新型肺炎が台湾人にもたらした悪影響は、健康への脅威または旅行のような物理的な移動の不便だけではない。世界中に高まりつつある「中国嫌悪」の感情も、台湾人が直面せざるを得ない挑戦である。フランスの地方紙の「クーリエ・ピカール」(Courrier Picard)には、過去の「黄禍論」(yellow peril)とも連想させる「黄色いアラート」(alerte jaune)との表現が見出しに使われており、[4]「ウォール・ストリート・ジャーナル」(Wall Street Journal)のコラムには、“China Is the Real Sick Man of Asia”という差別的な含みをもったタイトルの文章が堂々と飾っている。[5]それに、差別は、マスコミの嘲笑から物理的な攻撃へとエスカレートし、例えばイタリアを観光中の中国人が地元の人に唾を吐き掛けた事件が起きた。[6]

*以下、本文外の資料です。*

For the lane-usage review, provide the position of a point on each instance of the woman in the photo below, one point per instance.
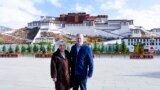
(60, 67)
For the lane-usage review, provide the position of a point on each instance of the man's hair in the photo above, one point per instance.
(79, 35)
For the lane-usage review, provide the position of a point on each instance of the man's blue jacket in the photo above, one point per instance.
(82, 62)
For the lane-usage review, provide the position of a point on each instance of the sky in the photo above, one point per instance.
(17, 13)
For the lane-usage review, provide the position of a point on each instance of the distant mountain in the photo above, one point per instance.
(4, 29)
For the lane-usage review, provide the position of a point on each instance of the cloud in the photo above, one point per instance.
(111, 4)
(148, 18)
(83, 8)
(55, 3)
(16, 13)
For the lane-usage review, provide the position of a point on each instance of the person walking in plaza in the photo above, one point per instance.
(81, 63)
(60, 67)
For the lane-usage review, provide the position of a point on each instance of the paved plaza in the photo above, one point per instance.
(110, 73)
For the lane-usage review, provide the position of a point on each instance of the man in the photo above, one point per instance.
(81, 63)
(60, 67)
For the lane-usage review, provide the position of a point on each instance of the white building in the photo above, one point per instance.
(83, 23)
(149, 43)
(4, 29)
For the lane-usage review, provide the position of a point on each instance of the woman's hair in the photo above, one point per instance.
(61, 42)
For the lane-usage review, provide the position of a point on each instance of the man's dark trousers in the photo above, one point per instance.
(80, 82)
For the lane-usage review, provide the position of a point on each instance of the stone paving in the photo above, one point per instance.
(110, 73)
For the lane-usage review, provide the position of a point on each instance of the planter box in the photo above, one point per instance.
(143, 56)
(43, 55)
(8, 55)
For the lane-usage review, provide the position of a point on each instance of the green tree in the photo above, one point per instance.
(109, 48)
(123, 47)
(17, 48)
(95, 49)
(23, 49)
(127, 50)
(102, 49)
(29, 48)
(10, 49)
(1, 42)
(53, 48)
(116, 47)
(106, 49)
(42, 48)
(35, 48)
(49, 47)
(4, 48)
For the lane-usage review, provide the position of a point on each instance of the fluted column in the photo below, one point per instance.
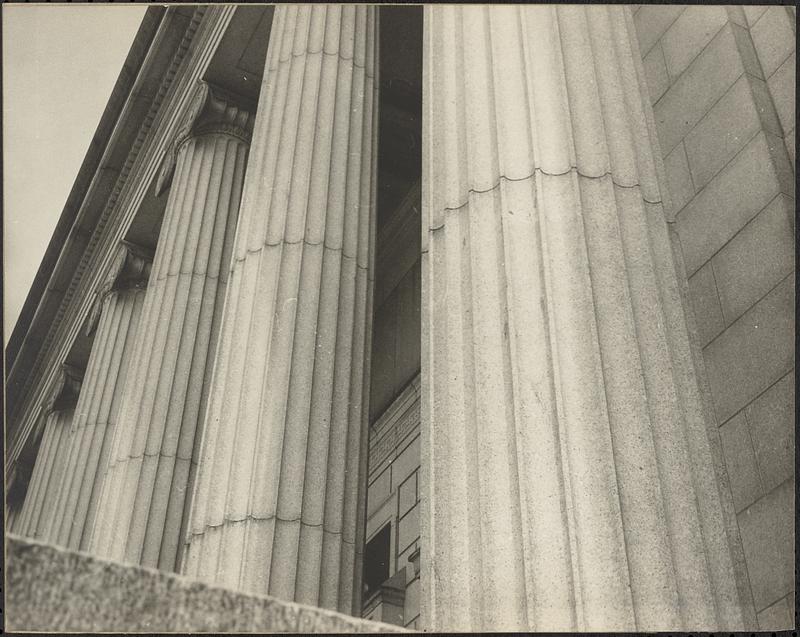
(279, 502)
(38, 510)
(142, 508)
(569, 479)
(114, 320)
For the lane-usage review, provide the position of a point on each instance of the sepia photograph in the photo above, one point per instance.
(376, 318)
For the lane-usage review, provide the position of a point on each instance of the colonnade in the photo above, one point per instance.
(567, 477)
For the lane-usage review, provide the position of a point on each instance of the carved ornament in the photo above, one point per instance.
(211, 110)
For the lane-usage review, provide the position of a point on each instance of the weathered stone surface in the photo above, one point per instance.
(782, 88)
(722, 132)
(564, 372)
(779, 616)
(656, 72)
(679, 178)
(652, 20)
(731, 199)
(739, 455)
(708, 76)
(141, 512)
(53, 590)
(687, 36)
(756, 259)
(768, 537)
(771, 419)
(774, 38)
(705, 303)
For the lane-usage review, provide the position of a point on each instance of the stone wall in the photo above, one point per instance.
(53, 590)
(722, 86)
(393, 492)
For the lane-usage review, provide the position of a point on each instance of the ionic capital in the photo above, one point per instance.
(130, 268)
(66, 390)
(211, 110)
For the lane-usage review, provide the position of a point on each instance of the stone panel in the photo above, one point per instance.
(759, 256)
(747, 184)
(406, 462)
(752, 353)
(773, 38)
(408, 528)
(779, 616)
(741, 459)
(767, 529)
(652, 20)
(378, 491)
(782, 88)
(679, 178)
(701, 84)
(705, 303)
(754, 12)
(687, 36)
(52, 590)
(722, 132)
(771, 418)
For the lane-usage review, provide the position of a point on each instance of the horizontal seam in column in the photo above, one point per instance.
(257, 518)
(540, 171)
(333, 54)
(739, 318)
(181, 272)
(119, 461)
(293, 243)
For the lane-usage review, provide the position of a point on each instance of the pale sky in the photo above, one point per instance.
(59, 66)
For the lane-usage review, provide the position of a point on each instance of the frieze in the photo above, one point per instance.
(130, 269)
(212, 110)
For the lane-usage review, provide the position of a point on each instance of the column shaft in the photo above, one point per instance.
(38, 511)
(142, 509)
(279, 499)
(565, 456)
(114, 321)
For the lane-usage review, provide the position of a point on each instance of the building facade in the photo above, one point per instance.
(460, 318)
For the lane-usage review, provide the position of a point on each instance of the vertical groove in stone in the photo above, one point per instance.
(278, 498)
(39, 510)
(143, 505)
(97, 410)
(555, 341)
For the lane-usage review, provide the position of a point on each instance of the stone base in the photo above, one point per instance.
(53, 590)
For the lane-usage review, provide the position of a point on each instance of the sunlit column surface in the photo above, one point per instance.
(142, 509)
(570, 484)
(279, 504)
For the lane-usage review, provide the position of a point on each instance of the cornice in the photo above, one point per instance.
(212, 110)
(67, 389)
(191, 58)
(130, 269)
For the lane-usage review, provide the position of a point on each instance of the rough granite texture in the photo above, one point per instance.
(50, 589)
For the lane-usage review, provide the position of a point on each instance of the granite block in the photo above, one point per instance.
(679, 178)
(753, 353)
(732, 198)
(687, 36)
(655, 71)
(767, 529)
(49, 589)
(759, 256)
(774, 38)
(722, 132)
(652, 20)
(782, 88)
(741, 461)
(705, 303)
(697, 89)
(771, 417)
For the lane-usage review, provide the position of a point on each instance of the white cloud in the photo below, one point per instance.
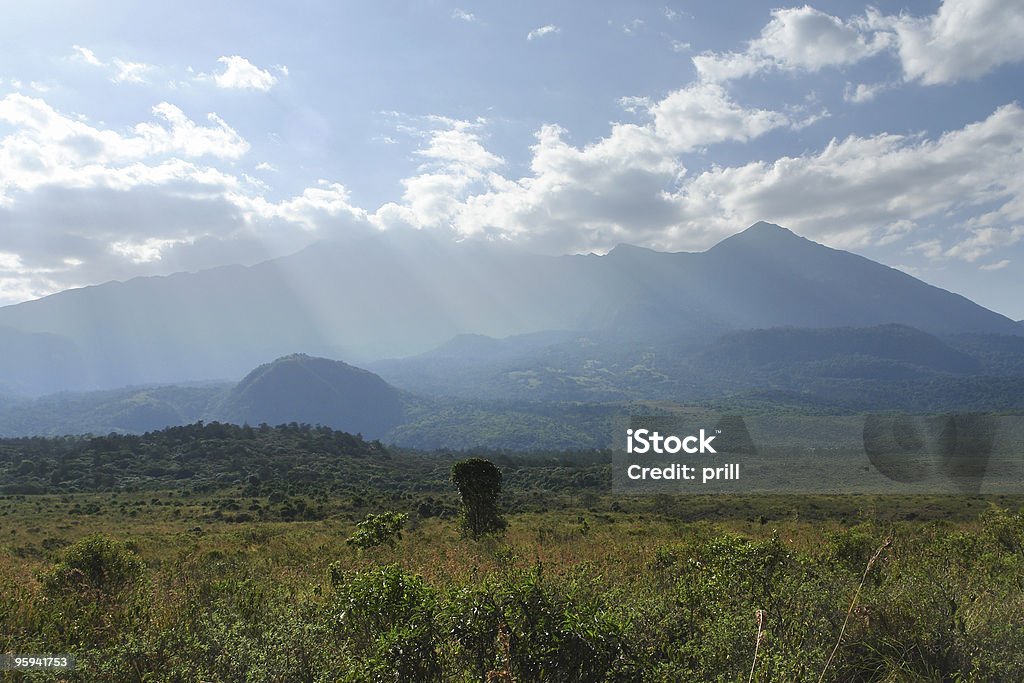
(455, 163)
(130, 72)
(121, 71)
(82, 204)
(704, 114)
(799, 38)
(846, 191)
(241, 74)
(86, 55)
(633, 186)
(543, 31)
(984, 241)
(577, 199)
(631, 28)
(965, 39)
(863, 92)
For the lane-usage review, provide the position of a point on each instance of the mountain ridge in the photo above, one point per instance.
(390, 296)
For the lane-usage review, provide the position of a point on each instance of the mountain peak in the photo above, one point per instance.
(764, 236)
(305, 388)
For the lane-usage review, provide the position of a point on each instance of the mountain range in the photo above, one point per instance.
(397, 296)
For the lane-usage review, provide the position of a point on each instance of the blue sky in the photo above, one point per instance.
(144, 138)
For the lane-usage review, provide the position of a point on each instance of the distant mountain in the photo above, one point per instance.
(397, 295)
(302, 388)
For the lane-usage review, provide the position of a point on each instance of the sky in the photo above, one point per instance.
(148, 138)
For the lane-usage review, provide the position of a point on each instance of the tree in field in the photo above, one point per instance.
(479, 483)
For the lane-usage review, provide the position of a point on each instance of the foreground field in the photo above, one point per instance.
(169, 586)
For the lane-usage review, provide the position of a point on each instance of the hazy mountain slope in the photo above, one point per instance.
(133, 410)
(396, 295)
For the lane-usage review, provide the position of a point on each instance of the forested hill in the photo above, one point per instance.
(292, 460)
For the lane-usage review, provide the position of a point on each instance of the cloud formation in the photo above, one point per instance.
(240, 74)
(82, 204)
(965, 39)
(543, 31)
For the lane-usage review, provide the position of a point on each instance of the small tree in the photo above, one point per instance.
(379, 529)
(479, 483)
(95, 566)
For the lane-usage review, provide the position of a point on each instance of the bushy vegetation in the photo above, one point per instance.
(239, 579)
(622, 600)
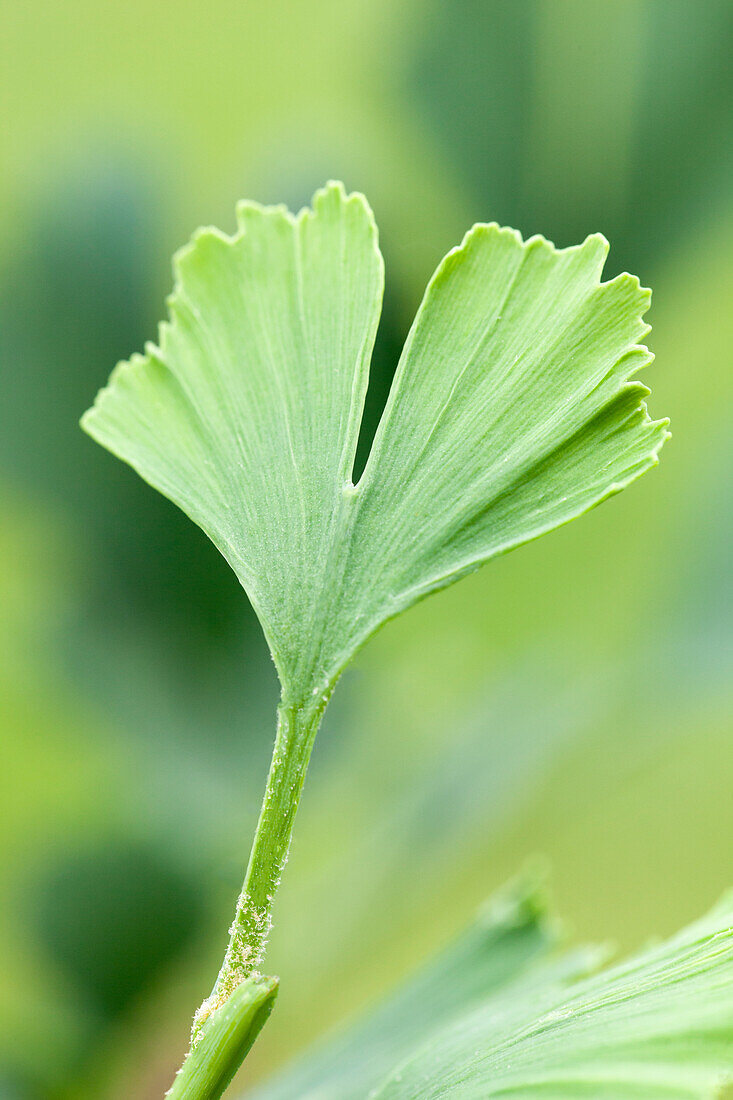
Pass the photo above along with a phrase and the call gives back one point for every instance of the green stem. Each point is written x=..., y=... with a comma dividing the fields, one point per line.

こうした中で、台湾人も海外で中国人差別の巻き添えになった。例えば、ロシアの台湾人留学生が公的な場所で罵られたり、殴られたりする事件が発生した。[7]なお、こういった差別事件を受け、海外旅行をする際「私は中国人ではない」と周囲の人が分かるべく、自分の服やリュックや荷物に「I am from Taiwan.」と書いたバッジや貼り紙を付ける、と対策を練った台湾人も出でいる。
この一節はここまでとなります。